The nanodelivery system was tested over two years against the soybean looper. Before they could test it with entrapped pesticide, however, they had to make sure the nanoparticles alone would not harm the soybean looper.
Davis says they fed the loopers a diet with and without nanoparticles and saw no mortality, demonstrating the particles without the insecticide would not hurt the pests.
Next, they looked to see if the nanoparticles would prolong the effectiveness of the insecticide when entrapped in the nanoparticle.
“We sprayed the plants and would feed the leaves to the soybean loopers at three days out, seven days out, up to 42 days,” Davis says.
The insecticide alone is usually effective up to 14 days. But when used with nanoparticles, they saw good control of the soybean looper for 21 days.
The researchers said these results could mean that nanoparticles may help farmers spray less often and spray less of the chemical. But questions still remain on the safety of the nanoparticles, Davis says.

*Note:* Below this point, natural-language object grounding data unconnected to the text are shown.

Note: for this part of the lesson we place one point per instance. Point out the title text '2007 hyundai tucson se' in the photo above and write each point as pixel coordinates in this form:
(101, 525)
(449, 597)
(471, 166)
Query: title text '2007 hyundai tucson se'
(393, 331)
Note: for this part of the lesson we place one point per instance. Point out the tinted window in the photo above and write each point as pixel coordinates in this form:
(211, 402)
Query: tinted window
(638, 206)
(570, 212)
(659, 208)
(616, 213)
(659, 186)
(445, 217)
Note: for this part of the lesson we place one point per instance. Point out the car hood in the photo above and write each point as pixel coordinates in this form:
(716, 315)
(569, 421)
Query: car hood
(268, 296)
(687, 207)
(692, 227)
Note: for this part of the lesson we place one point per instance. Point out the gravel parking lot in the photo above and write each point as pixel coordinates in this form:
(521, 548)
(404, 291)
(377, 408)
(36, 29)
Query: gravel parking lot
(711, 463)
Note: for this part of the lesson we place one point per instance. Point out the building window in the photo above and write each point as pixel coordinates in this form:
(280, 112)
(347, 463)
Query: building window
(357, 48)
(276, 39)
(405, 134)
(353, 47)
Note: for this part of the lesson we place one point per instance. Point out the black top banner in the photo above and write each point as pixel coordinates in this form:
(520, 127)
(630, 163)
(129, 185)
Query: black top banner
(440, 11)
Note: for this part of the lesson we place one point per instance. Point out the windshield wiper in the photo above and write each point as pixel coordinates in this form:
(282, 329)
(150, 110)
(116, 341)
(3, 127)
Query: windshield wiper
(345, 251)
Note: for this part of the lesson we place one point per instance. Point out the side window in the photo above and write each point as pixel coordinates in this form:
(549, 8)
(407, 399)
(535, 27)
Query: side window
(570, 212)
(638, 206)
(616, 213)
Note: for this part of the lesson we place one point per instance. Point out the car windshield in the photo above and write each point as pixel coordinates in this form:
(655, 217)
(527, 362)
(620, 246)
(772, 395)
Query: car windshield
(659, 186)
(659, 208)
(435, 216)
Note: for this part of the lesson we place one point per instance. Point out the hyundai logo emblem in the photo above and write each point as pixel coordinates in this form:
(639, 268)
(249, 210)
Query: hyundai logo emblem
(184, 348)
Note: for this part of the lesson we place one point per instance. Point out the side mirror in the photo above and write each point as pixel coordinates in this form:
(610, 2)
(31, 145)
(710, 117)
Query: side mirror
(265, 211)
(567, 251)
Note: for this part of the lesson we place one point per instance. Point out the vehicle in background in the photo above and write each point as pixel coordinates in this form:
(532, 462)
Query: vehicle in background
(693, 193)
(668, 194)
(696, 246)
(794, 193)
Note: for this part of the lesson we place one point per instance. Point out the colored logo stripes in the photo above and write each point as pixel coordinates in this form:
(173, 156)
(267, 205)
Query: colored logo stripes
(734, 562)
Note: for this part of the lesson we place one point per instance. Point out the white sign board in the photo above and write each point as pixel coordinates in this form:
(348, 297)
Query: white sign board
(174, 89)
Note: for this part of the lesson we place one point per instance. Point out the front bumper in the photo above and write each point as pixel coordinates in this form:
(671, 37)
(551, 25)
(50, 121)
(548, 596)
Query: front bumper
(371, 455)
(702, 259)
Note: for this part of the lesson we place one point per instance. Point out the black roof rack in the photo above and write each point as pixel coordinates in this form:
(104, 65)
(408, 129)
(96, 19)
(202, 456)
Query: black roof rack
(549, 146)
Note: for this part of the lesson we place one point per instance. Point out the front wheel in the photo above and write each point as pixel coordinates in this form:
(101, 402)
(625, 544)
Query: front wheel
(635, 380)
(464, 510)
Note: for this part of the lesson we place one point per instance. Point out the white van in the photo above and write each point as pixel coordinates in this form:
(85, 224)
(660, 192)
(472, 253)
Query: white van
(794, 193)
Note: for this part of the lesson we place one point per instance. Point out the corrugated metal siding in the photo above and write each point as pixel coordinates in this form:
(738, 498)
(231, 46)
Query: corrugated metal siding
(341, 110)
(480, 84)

Kurt Ristroph, a student working in Sabliov’s lab, says they washed the plants sprayed with insecticides entrapped within the nanoparticles to simulate rain and checked to see how long the chemical would stay on the plant.

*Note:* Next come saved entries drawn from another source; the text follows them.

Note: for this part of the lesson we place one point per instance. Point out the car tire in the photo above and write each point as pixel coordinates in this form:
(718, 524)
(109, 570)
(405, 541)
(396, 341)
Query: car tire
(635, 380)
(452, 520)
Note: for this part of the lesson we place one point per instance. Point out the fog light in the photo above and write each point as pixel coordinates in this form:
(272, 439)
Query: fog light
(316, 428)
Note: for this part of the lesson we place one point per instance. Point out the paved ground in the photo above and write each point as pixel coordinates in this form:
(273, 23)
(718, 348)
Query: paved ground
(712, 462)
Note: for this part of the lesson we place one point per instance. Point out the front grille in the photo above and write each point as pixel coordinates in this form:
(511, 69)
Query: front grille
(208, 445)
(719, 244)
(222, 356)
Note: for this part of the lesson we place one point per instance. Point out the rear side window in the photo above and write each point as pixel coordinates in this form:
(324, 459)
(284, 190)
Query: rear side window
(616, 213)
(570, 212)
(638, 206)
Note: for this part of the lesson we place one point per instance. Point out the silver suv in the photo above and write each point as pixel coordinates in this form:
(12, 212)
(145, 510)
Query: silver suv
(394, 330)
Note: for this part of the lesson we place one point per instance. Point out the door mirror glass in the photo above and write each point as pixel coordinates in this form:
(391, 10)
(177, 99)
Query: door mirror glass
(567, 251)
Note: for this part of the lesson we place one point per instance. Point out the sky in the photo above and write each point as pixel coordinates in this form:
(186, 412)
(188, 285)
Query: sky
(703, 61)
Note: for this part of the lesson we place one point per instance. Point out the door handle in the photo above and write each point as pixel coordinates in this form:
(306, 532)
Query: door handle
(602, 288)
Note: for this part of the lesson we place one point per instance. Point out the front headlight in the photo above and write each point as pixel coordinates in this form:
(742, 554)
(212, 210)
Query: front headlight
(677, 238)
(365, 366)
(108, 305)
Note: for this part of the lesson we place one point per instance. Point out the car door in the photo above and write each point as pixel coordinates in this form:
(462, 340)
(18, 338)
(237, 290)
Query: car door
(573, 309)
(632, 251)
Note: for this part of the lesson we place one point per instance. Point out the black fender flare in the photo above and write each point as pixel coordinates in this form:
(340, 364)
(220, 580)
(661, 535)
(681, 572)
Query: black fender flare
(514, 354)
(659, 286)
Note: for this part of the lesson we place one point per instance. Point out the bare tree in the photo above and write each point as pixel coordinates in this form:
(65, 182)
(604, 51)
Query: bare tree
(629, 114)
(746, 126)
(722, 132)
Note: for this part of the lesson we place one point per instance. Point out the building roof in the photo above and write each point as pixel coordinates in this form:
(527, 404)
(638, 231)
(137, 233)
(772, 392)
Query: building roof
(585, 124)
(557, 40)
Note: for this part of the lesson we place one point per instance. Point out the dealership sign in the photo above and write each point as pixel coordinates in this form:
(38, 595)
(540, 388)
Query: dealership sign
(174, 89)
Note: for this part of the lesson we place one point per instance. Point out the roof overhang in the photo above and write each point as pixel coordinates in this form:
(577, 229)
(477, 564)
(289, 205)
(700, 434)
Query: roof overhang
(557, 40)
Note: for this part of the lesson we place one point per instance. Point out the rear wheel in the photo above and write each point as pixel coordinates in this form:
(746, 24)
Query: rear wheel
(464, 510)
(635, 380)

“The results are good. The particles seem to adhere well to leaves and wash out slowly over time” Ristroph says.
The scientists want to see the environmental effects of the nanoparticles before moving forward.
“To extend the applications of nanotechnology to agriculture with the specific purpose of improving pesticide functionality, we have to have a full understanding of the nanopesticide behavior within the plant and soil,” Sabliov says.